あぁそういえば、中学に入って彼女の後を追うようにテニス部に入った時だ。
今までのように、彼女を呼び捨てて、タメ口で話してた俺が強烈なデコピン受けたんは。
「いくら幼馴染でも学校では先輩って呼びなさい!あと敬語を使え!」
と言われた時は少なからずショックを受けた。なんでそんな他人行儀にせなあかんねん、そう言って思いっきりロッカー殴った覚えがある。

まぁ今思えばそれがこの人の照れ隠しやったんやけど。
それに付き合いだしてからは「二人でいるときは名前で呼んで」とか可愛いことぬかしやがるし。
そんでわざと先輩、って呼んだればちょっと涙目になりながら抱きついてくるし。あん時はほんまに自分よく耐えたと思うわ。

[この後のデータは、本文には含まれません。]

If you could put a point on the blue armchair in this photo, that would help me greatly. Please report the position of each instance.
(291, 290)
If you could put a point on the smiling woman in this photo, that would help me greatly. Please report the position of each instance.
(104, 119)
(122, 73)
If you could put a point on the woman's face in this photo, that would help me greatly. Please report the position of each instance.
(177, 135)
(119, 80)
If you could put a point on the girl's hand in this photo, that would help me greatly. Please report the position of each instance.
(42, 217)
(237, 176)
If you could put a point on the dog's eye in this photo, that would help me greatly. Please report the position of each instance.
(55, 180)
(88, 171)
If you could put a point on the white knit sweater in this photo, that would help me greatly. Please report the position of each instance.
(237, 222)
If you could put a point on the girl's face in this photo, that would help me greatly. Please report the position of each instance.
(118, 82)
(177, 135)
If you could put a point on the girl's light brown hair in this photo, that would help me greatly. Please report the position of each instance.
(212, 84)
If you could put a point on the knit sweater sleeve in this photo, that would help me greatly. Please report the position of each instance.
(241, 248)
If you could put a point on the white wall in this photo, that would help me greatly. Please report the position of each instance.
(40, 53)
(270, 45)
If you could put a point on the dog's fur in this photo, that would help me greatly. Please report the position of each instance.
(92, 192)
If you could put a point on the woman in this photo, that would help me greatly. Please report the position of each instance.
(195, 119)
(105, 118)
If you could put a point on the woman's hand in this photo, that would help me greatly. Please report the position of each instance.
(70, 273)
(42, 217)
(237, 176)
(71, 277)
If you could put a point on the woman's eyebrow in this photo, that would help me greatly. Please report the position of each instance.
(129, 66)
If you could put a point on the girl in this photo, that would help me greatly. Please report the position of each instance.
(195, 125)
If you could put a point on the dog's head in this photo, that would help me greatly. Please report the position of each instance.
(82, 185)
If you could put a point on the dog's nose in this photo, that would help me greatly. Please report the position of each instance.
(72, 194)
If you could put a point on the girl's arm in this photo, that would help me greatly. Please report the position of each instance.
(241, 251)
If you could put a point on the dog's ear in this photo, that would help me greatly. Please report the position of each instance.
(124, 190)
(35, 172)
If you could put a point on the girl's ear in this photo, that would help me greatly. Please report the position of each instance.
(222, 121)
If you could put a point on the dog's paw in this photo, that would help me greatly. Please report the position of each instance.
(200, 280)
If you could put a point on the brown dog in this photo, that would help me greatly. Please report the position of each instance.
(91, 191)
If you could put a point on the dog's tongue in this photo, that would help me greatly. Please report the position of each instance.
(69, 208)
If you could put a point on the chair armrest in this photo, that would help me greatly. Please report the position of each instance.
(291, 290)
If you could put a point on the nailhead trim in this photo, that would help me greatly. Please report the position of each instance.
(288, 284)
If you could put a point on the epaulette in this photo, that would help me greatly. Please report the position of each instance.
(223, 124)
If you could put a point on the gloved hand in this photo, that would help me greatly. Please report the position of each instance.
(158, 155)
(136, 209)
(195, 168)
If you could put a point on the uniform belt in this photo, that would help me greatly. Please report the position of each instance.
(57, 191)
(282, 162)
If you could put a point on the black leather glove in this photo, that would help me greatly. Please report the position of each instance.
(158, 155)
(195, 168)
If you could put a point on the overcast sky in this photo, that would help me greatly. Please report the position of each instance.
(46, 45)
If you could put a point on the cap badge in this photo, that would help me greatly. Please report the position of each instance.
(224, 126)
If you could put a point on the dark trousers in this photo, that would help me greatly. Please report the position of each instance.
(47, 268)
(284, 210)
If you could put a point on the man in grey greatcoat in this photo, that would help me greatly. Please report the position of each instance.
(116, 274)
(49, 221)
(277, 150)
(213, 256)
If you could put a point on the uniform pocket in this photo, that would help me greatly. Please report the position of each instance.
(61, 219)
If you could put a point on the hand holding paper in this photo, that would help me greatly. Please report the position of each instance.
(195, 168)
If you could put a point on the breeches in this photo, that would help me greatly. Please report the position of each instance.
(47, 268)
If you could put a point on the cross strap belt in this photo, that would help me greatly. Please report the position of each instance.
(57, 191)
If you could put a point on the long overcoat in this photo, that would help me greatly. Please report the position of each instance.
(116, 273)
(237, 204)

…ほんま、考えてみれば俺はこの幼馴染兼先輩兼彼女に振り回されてばっかやわ。


「なぁ?」
「あーはいはいそうですね」
「可愛くないなぁ」
「あーどうもすいませんっした」


受け流されている状況に少し腹がたったので、ベッドに寝転ぶ彼女の頬をむぎゅ、と掴んで引っ張ってやる。
嫌そうにもがきながらも、本気で拒もうとしない彼女の表情に、雰囲気に、やっぱり胸が温かくなる。


あー、わかった、やっぱ全部やわ。

俺名前の全部が好きなんやわ。



名前について知ってることの量も、名前を想うこの気持ちも、全部全部、


「やっぱ、絶対誰にも負けへんわ」
「ねぇ光さん、そろそろどういうことか教えてくださいな」
「ん?だから、」







「名前がめっちゃ好きやっちゅー話ですわ」
「…はっ?」
(あ、めっちゃ顔赤なった)







財前のデレ?と思ったら表に出しとるの全部ツンやったわ難しいわ。